Oral Arguments Wrap in Case Urging MD Appellate Court to Require Judges to Disclose When They Have Donated to One of the Parties
On February 5, 2025, the Appellate Court of Maryland heard oral arguments in HSU Contracting, LLC v. Holton-Arms School, Inc., Case No. ACM-REG-0199-2024 (Md. App.), an appeal that “presents an important question of first impression about the appearance of judicial impartiality,” as appellant’s counsel, Christopher Schafbuch of Cairncross & Hempelmann, P.S., explained to the Court. The panel consisted of Judges Stuart Berger, Donald Beachley, and Michele Hotten.

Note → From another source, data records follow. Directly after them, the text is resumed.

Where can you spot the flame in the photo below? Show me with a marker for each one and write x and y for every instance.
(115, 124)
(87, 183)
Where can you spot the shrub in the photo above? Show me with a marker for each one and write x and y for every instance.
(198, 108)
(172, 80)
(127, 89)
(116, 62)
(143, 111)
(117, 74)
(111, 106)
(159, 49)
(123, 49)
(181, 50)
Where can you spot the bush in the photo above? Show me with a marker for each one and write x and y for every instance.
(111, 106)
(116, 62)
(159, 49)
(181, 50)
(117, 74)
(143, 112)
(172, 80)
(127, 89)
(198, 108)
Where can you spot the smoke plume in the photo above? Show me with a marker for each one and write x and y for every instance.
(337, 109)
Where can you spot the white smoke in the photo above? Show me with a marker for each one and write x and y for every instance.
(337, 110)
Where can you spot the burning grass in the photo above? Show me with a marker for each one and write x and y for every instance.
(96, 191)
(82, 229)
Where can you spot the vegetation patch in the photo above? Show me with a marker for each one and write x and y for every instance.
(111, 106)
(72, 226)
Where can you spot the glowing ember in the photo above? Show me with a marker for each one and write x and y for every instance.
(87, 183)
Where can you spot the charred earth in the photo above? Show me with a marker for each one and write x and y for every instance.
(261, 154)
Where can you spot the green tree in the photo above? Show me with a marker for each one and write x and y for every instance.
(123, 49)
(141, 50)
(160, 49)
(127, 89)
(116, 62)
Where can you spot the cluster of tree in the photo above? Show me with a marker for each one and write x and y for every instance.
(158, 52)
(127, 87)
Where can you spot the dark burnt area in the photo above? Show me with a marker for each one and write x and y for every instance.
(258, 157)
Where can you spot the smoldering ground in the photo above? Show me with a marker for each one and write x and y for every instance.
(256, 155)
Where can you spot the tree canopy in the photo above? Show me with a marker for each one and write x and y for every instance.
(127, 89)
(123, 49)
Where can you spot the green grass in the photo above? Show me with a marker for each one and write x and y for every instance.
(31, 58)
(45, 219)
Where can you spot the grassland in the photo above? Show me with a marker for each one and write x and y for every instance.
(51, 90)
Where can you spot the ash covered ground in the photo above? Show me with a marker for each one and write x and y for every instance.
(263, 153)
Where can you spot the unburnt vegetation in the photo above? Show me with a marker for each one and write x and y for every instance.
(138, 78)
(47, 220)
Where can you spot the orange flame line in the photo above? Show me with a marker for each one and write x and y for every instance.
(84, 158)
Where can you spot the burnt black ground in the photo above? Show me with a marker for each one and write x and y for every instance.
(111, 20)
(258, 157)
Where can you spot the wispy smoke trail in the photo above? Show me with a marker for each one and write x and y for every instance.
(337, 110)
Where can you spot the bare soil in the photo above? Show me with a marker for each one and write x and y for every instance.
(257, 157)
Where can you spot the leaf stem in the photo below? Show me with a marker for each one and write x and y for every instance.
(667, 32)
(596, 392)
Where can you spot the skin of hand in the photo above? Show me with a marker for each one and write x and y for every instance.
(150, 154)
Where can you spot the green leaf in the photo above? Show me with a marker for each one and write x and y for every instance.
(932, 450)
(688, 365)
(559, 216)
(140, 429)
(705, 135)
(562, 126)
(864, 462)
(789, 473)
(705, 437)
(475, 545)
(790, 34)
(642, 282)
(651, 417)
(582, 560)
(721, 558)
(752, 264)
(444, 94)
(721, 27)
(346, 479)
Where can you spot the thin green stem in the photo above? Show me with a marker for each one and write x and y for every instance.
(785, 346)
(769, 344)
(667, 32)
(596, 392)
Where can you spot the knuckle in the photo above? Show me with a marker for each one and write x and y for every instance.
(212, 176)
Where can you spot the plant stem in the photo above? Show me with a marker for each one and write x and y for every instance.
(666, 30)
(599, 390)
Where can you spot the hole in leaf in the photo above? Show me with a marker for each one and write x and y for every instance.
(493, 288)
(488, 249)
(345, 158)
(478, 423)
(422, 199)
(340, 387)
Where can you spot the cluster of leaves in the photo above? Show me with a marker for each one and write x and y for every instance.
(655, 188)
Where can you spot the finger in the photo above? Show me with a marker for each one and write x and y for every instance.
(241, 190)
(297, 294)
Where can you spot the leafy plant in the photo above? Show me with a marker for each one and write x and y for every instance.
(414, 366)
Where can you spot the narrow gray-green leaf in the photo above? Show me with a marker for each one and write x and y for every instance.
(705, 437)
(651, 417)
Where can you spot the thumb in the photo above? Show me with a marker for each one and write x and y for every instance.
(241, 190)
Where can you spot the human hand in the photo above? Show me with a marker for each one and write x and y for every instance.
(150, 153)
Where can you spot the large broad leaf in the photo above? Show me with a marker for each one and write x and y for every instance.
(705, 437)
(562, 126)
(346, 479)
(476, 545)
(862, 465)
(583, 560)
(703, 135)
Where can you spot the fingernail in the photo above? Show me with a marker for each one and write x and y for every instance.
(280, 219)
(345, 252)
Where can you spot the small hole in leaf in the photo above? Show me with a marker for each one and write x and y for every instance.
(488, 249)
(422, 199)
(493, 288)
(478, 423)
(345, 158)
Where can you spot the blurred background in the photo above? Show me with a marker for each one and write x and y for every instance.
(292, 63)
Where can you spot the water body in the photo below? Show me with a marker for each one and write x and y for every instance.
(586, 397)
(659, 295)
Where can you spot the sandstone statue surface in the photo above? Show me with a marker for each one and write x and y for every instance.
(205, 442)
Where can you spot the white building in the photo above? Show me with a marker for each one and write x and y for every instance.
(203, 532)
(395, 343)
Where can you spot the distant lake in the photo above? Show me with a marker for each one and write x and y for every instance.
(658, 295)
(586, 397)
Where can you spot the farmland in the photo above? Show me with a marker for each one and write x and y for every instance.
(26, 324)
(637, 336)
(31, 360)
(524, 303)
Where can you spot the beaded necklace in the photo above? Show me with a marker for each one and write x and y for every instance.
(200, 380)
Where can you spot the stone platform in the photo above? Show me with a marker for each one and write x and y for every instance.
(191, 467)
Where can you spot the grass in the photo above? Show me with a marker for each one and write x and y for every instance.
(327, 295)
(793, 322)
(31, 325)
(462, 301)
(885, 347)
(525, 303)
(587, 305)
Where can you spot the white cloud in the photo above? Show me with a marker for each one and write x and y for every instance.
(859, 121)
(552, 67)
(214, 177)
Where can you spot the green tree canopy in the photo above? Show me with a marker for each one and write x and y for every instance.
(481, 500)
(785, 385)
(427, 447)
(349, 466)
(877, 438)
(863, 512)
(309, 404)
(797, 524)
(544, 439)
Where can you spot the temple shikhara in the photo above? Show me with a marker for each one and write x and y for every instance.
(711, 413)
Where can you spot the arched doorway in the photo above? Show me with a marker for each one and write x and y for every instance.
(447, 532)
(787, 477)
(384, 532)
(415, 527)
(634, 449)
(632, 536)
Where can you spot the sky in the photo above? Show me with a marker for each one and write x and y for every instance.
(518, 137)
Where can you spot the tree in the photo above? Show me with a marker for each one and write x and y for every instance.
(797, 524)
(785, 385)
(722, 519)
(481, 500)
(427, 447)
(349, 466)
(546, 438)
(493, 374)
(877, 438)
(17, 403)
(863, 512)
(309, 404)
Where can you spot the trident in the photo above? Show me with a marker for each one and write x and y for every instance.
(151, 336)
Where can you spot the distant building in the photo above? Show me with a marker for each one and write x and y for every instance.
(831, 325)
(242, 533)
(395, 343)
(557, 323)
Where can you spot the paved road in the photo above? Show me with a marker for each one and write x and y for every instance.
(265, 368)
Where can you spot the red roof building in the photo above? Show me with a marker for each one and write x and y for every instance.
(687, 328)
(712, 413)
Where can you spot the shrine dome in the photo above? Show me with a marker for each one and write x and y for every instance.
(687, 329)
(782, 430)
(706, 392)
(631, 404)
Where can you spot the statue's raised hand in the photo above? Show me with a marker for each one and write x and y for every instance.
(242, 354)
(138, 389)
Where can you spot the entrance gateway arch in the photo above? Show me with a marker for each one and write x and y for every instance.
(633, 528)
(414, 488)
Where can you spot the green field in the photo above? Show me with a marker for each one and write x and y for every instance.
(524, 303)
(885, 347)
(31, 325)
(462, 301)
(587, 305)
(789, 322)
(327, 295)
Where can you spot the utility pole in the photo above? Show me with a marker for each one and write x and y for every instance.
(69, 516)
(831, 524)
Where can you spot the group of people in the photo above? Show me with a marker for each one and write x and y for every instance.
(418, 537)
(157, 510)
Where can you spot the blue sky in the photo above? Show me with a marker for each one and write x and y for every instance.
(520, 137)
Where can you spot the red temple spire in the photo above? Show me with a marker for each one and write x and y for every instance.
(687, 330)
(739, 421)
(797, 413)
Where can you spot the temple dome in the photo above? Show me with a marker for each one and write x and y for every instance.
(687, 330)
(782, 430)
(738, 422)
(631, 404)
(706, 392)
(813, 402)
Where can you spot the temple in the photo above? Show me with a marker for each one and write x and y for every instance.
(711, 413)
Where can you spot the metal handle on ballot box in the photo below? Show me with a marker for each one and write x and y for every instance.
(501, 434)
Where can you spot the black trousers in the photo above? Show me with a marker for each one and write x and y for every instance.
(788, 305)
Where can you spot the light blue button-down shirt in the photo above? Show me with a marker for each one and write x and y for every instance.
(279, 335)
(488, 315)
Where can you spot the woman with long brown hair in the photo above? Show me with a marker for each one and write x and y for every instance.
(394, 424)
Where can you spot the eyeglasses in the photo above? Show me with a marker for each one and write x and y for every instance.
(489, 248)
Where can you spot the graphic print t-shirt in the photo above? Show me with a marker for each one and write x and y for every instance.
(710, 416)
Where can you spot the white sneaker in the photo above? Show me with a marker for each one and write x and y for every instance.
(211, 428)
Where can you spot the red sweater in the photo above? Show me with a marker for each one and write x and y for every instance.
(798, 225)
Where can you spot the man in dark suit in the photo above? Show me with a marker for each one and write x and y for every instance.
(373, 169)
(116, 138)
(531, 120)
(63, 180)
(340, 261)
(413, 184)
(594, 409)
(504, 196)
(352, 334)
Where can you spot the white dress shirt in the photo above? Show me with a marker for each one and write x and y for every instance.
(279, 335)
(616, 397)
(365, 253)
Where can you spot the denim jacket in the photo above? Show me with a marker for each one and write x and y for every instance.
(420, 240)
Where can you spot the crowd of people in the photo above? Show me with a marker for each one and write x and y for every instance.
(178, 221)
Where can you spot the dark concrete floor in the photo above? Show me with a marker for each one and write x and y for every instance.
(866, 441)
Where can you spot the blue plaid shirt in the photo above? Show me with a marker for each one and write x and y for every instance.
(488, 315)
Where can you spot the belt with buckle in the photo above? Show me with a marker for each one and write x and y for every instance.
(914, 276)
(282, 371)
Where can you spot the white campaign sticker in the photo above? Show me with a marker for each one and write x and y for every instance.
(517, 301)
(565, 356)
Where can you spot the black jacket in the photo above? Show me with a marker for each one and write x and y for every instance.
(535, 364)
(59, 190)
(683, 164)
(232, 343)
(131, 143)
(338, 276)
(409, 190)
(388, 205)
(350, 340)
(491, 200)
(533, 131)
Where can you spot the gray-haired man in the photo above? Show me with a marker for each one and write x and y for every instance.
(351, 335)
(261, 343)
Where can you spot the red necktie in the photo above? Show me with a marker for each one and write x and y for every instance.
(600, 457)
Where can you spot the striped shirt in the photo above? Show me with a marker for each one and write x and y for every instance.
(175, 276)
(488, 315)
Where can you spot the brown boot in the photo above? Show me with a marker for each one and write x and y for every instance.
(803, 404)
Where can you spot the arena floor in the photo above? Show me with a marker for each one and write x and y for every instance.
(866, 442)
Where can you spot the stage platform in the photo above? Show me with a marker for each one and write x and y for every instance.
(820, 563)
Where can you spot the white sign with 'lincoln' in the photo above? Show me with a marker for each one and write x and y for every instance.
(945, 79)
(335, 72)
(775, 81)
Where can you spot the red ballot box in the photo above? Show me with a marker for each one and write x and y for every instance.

This construction dispute litigation began when the contractor filed a mechanics lien seeking payment for work it had performed at the Holton-Arms School (the School) in Bethesda, Maryland in 2018. After a fifteen-day bench trial in Montgomery County Circuit Court, the trial judge awarded a $2.5M judgment in favor of the School. Months later, the contractor discovered the trial judge’s name in a Holton-Arms Annual Report from 2012 under a heading acknowledging “GIVING FROM GRANDPARENTS, RELATIVES & FRIENDS.” The School’s brochure also listed the trial judge twice as having donated to an endowment fund the School had established for Pat Dooling, a long-time former teacher whose husband had worked with the trial judge’s wife for several years. The contractor moved to vacate the judgment, arguing that the Judge should have recused under Maryland Rule 18-102.11—which requires recusal “in any proceeding in which a judge’s impartiality might reasonably be questioned”—because he never disclosed his status as a Holton-Arms donor. The trial court denied the motion without a hearing and the contractor appealed.
During oral argument, the panel asked detailed questions of both sides, focusing on the practicality of adopting a rule obligating trial judges to disclose when they have donated money to a party in a case the judge is deciding. “What if he doesn’t know about the contribution,” Judge Berger asked, “what if the judge’s spouse made the contribution and he was unaware of it?” Judge Beachley expressed similar concerns, asking “I’ve been a judge since 1994, how would I possibly know what contributions I’ve made when friends have passed away or family that went to Saint Mark’s Church, or Saint James School, how could I possibly remember thirty years of contributions?” In response, appellant’s counsel said that a “workable rule” is “once a judge takes the bench, they keep a log and just record when they donate to someone.” Mr. Schafbuch further cautioned the Court that “affirming here would erode trust in the judiciary; it would create a de facto rule that judges need not disclose when they’ve made donations, whether it’s $100 or $100,000.”